Background: Aging is characterized by a decline in associative memory. However, under some conditions, such as in the presence of semantic relatedness within the association, the age-related associative decline can be attenuated. In this study, we evaluated whether the nature of the semantic relationship between the memoranda (taxonomic versus thematic) could modulate the impact of semantic relatedness on older adults’ associative memory.

Methods: We assessed 40 young adults and 40 older adults’ associative memory for associations that were either taxonomically-related, thematically-related, or unrelated.

Results: While the main results showed age-related differences in all associative memory tasks without attenuation by semantic relatedness, the results after excluding 4 outlier older participants suggest that older adults’ associative memory performance did not differ from that of young adults for thematically-related pairs, while there was an age-related difference in associative memory for taxonomically-related pairs as well as for unrelated pairs.

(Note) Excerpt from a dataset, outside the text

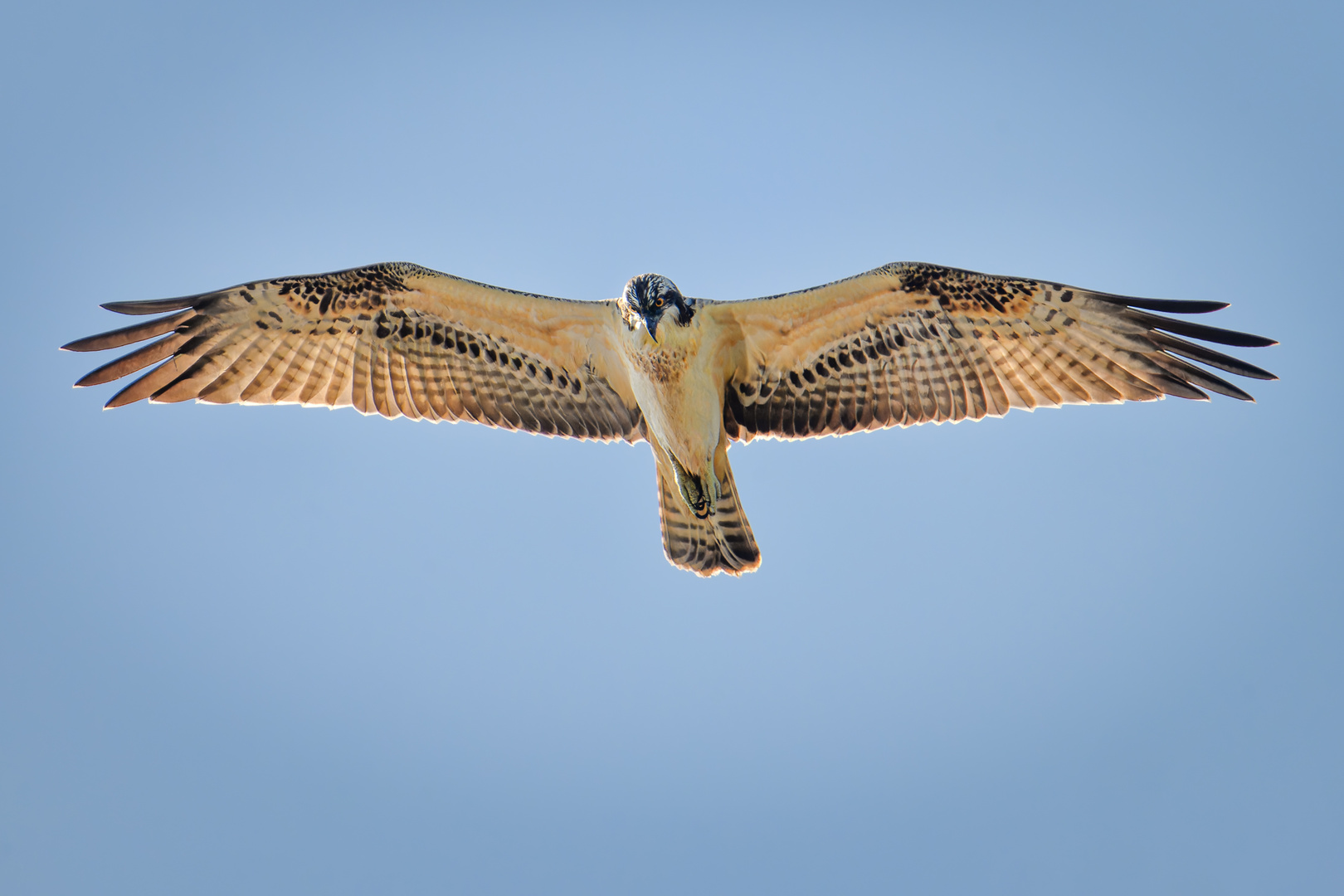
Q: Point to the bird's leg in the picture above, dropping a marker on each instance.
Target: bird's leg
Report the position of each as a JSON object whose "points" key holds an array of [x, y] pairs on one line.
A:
{"points": [[702, 501]]}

Discussion: This could suggest that the nature of the semantic relationship between the memoranda can modulate the impact of semantic relatedness on older adults’ associative memory performance, although the reason why this is not the case for all older participants still needs to be understood.

Highlights

  • Older adults display a decline in associative memory performance for arbitrary associations

  • The age-related associative memory difference disappears for thematically-related associations, but not for taxonomically related ones.

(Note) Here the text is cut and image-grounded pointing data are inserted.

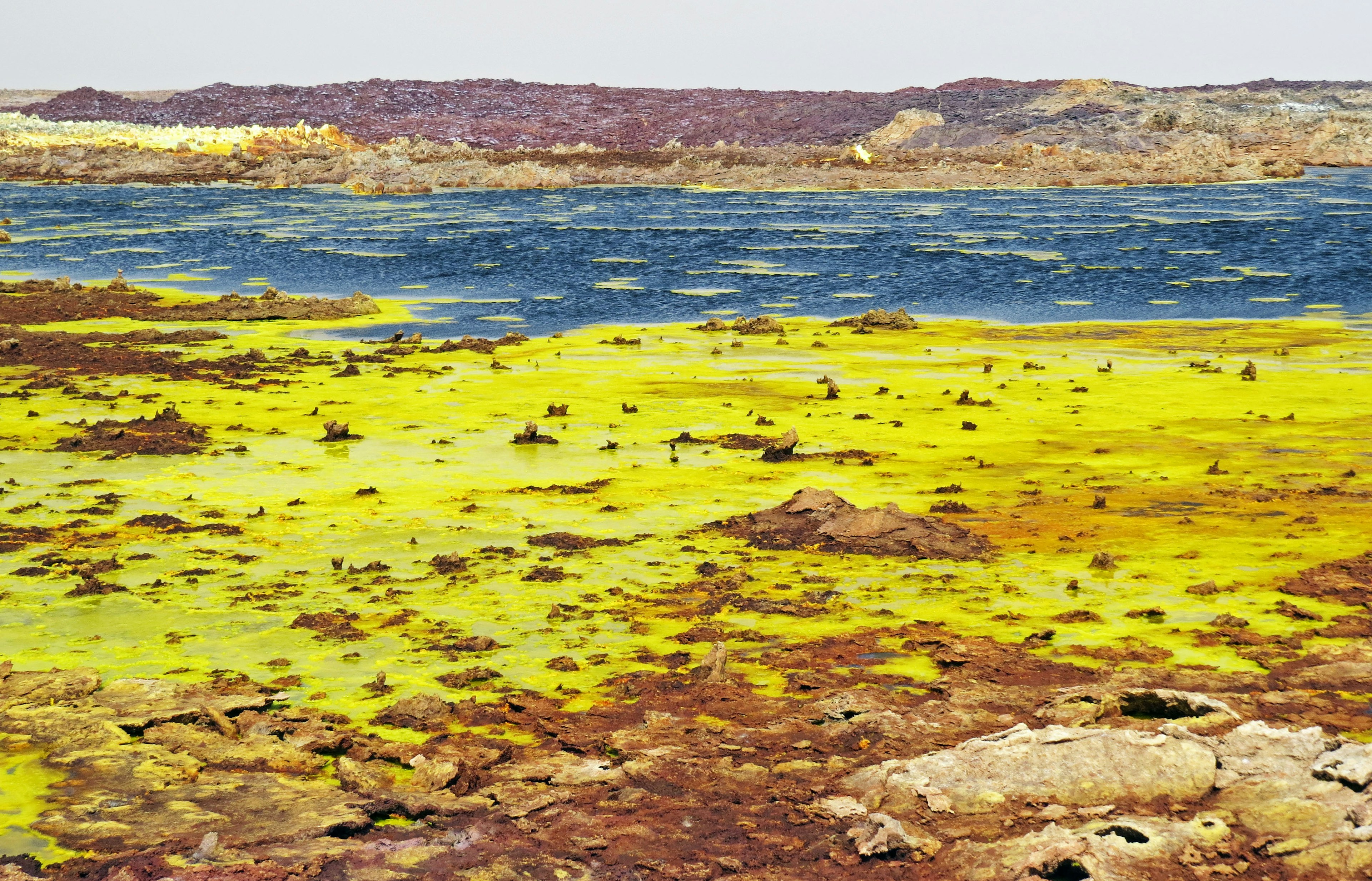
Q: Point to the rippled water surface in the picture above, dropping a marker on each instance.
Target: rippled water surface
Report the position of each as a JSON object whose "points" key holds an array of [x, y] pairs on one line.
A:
{"points": [[548, 260]]}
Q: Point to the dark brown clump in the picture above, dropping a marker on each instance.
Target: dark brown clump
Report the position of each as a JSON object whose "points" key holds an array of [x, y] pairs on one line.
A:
{"points": [[423, 713], [449, 563], [330, 625], [93, 587], [463, 678], [950, 507], [165, 434], [1341, 581], [545, 574], [481, 345], [881, 319], [821, 519], [530, 435], [1076, 617], [570, 541]]}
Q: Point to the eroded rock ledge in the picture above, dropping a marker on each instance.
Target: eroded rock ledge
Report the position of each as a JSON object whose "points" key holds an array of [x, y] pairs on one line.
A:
{"points": [[1009, 766]]}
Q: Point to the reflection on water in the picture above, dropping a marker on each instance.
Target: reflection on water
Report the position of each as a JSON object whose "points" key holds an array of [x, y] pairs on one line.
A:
{"points": [[557, 260]]}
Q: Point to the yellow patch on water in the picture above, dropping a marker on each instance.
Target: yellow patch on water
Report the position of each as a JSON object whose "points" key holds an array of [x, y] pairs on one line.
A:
{"points": [[24, 795], [1142, 435]]}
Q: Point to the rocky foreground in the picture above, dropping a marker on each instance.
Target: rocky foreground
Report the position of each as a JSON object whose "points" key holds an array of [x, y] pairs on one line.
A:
{"points": [[1010, 766], [413, 138]]}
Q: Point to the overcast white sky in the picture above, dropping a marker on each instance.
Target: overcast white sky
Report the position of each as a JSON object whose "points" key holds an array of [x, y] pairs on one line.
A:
{"points": [[792, 44]]}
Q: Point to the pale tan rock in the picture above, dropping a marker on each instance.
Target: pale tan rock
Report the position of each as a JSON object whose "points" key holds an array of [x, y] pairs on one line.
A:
{"points": [[31, 687], [880, 833], [1067, 766], [252, 752], [245, 809], [563, 769], [140, 703]]}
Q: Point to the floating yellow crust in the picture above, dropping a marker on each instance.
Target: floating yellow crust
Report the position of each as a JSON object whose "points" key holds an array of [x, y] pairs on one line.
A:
{"points": [[1182, 474]]}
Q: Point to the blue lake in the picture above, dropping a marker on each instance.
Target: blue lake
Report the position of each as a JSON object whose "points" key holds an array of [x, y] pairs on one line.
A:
{"points": [[552, 260]]}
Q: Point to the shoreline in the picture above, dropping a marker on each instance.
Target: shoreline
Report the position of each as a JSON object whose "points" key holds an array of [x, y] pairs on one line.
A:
{"points": [[596, 641]]}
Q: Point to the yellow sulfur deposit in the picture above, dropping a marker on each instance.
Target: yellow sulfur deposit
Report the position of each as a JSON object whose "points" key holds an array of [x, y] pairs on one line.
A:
{"points": [[1139, 442]]}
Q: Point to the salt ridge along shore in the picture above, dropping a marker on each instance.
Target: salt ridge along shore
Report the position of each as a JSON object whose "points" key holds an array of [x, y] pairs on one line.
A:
{"points": [[996, 134], [780, 597]]}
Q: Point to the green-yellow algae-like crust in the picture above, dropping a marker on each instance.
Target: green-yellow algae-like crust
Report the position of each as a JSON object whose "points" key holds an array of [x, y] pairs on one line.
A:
{"points": [[1090, 438], [24, 786]]}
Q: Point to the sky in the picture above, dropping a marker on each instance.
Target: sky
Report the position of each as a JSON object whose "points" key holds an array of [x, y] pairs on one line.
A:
{"points": [[761, 44]]}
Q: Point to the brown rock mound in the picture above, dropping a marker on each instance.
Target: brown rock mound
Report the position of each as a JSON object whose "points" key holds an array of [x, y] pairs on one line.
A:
{"points": [[879, 319], [479, 344], [165, 434], [821, 519], [272, 305], [1341, 581], [570, 541]]}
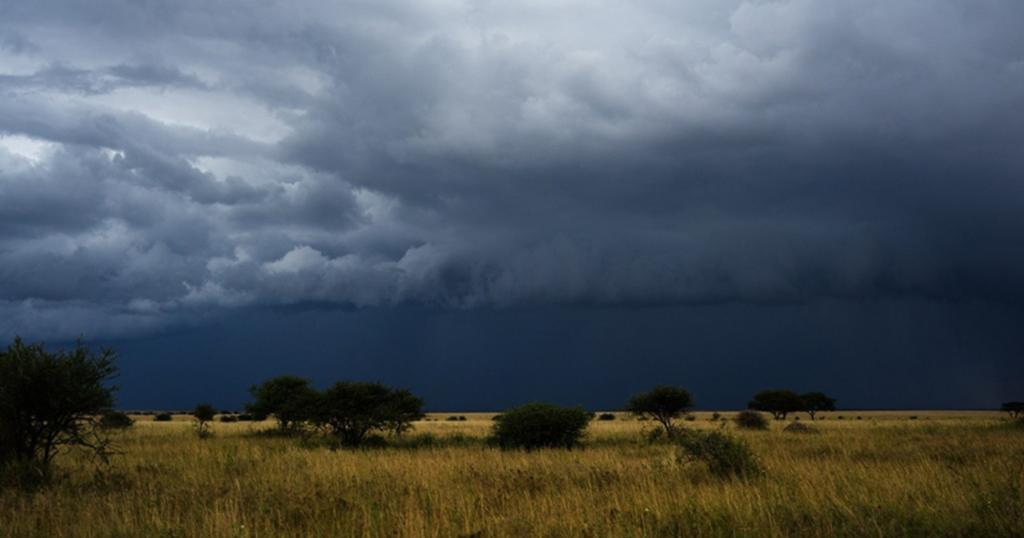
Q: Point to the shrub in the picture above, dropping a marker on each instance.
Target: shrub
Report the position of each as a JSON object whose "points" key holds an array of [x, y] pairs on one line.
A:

  • This pattern was not present in 4 older adults outlier to the distribution, that did not take advantage from thematic relationships in associative memory. The reason for this result still needs to be understood.

Disclosure statement

Emma Delhaye, Adrien Folville and Christine Bastin declare that they have no conflict of interest with respect to the research, authorship, and/or publication of this article.

Notes

1. Because Levene’s test was significant (p < .05), suggesting a violation of the equal variance assumption for the thematic relatedness condition, we also ran non-parametric mean comparison analysis on this measure, which showed comparable results: W = 1071, p < .01, rank biserial correlation = .34, CI [0.01, 0.12].

Additional information

Funding

This work was supported by the University of Liege, the Léon Frédéricq Foundation, the Alzheimer Research Foundation (SAO-FRA; grant S#14003), the Wallonia Brussels Federation Special Funds for Research (grant #FSRC-14/11), the Fund for Research in Human Science and the National Fund for Scientific Research (FRESH/FRS-FNRS), and the Inter-University Attraction Pole P7/11.